Revisionist history is probably as common as it is unethical. There are lessons to learn from the past, but if the past is distorted for the sake of present-day lessons, then it is no longer serving honest inquiry, but has become propaganda.
The destruction of the World Trade Centre by Muslim terrorists has spawned in the West a new fear of Islam, as well as a new desire to understand Islam. At the same time (and rather strangely and illogically), it has spawned new attacks upon Christianity. For example, the event in New York motivated Christopher Hitchens, one of the ‘new atheists’, to speak against religion as a damaging force in the world. So what began with some Muslim extremists was generalized to all religion, and then (it seems) particularized by a renewed and increased attack upon Christianity. Go figure.
Rodney Stark notes that in this post-9/11 environment, “frequent mention was made of the Crusades as a basis for Islamic fury” (God’s Battalions, HarperCollins, New York, 2009, p. 4). This is propaganda based upon recently generated myths.
With the first Crusade being called for in 1095 and their last city (Acre) falling in May 1291, the Crusader kingdoms survived for almost as long as the USA has been a nation, and certainly longer than Australia has been. However, it wasn’t until the end of the 19th century that the Muslims showed much interest in the Crusades. Instead, they looked back on them with indifference. Even as they were happening, Muslim chroniclers regarding them with little interest, for they were simply the invasions of primitive and unlearned people. Most Arabs dismissed them as attacks upon the hated Turks, and so were of little interest. In fact, to some, the European occupation of Jerusalem was considered advantageous as it blocked Turkish influence on Egypt.
According to Stark, it was the last sultan of the Ottoman Empire, Abdulhamid II (who reigned 1876–1909) who first began to speak of the Crusades of yesteryear, and he did so to serve his criticism of the European attacks on his own Empire. His remarks prompted the first Muslim history of the Crusades (1899). The theme was quickly picked up by Muslim nationalists, and the anger was fuelled further by post WWI British and French imperialism and by the post WWII creation of the state of Israel. “Eventually, the image of the brutal, colonizing crusader proved to have such polemical power that it drowned out nearly everything else in the ideological lexicon of Muslim antagonism toward the West” (ibid., p. 247-8).

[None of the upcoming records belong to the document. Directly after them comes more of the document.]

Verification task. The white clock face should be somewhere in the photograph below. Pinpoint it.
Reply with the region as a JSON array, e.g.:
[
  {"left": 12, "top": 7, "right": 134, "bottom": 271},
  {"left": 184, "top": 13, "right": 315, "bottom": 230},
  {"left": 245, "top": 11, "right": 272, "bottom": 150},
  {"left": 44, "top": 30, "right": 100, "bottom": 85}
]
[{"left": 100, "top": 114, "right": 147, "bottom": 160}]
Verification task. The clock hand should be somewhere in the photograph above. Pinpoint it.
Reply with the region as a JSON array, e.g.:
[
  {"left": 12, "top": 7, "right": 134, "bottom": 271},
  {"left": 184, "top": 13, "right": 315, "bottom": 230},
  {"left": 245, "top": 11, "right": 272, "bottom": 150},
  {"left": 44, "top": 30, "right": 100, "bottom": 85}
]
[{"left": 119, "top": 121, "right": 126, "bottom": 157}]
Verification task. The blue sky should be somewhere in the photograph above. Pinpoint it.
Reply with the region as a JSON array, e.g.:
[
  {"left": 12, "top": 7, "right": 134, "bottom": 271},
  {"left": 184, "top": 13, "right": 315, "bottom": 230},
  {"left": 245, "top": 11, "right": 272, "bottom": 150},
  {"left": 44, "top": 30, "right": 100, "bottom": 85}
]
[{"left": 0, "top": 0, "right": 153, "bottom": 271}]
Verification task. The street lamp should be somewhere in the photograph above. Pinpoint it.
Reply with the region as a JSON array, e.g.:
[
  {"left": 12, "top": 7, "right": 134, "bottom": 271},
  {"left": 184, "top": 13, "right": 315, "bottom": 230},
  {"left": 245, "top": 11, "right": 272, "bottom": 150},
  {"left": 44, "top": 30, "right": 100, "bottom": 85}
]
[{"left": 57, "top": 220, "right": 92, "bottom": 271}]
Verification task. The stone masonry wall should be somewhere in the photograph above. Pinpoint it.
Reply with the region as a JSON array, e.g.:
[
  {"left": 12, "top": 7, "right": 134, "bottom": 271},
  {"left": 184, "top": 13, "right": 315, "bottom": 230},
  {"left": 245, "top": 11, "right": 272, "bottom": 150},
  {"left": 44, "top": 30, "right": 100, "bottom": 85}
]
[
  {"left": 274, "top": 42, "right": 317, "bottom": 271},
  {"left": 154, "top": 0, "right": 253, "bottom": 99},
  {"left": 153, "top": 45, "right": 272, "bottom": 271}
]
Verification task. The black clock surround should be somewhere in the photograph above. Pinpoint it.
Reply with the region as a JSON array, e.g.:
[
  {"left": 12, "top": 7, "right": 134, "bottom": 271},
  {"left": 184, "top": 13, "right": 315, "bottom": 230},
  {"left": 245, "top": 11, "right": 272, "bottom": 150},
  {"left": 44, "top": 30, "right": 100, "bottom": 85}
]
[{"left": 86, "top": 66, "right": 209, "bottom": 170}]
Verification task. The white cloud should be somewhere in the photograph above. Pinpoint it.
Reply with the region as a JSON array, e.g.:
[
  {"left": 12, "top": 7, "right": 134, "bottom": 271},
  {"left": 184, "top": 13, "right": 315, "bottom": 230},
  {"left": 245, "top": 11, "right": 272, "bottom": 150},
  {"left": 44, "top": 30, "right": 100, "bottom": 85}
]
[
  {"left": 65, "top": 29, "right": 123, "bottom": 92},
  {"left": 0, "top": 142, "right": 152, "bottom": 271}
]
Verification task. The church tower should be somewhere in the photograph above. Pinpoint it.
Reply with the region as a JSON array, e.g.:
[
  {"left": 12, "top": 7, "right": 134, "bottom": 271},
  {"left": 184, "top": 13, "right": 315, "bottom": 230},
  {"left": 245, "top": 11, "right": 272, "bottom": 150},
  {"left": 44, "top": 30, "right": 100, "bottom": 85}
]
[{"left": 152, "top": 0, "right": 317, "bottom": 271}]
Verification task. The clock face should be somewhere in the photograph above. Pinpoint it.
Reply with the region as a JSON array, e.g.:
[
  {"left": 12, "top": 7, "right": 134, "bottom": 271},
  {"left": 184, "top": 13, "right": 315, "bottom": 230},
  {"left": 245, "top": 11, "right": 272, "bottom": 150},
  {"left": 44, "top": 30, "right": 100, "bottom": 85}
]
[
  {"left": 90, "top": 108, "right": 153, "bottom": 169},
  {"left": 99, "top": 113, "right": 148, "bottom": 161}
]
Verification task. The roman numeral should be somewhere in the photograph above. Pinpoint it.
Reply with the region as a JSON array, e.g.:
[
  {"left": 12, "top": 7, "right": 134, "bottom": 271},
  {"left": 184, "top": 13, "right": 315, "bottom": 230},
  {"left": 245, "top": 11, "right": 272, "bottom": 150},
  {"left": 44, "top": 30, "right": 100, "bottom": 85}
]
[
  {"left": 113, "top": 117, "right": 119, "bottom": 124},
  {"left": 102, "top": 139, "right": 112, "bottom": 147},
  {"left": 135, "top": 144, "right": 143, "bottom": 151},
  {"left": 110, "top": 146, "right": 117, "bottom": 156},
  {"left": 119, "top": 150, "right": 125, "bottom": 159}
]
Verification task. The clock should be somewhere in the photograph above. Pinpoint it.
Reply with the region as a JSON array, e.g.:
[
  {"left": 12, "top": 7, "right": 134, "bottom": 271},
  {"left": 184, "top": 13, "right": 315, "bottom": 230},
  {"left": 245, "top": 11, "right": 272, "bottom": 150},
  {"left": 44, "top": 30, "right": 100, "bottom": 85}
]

And (to extend Stark) of course, for those not exactly in favour of Christianity, here was a windfall: the Muslim memory and anger about the Crusades, which Stark claims to be a 20th-century creation, provided a new weapon for 20th-century opponents of Christianity. Here was yet another opportunity to blow some smoke in the air to try to choke the good news of Jesus Christ. The memory of the Christian Crusades has (supposedly) brought the world to the brink of a clash of civilizations: ‘Christian’ versus ‘Islamic’. When Muslim terrorists attack the West, it then became time for the West to attack Christianity.
Hi Peter
I agree with the need to do serious history and unmask propaganda (though, as I’m sure you’re aware, if one is serious about the task then one will read more than just Stark on the crusades).
But I’m not sure about the relevance of the crusader’s violent actions to the gospel of Jesus, except that these were people who presumably misappropriated Jesus’ vision of the Kingdom of God (with its nonviolent ethic and its path of suffering leading to vindication) under the influence of Constantinianism.
Rob
While I carry no particular brief for various of the Crusaders, someone like St Isidore of Seville seems more relevant to the formation of their political views than Constantine (who for one thing I doubt would be all that keen on the sacking of his eponymous city.)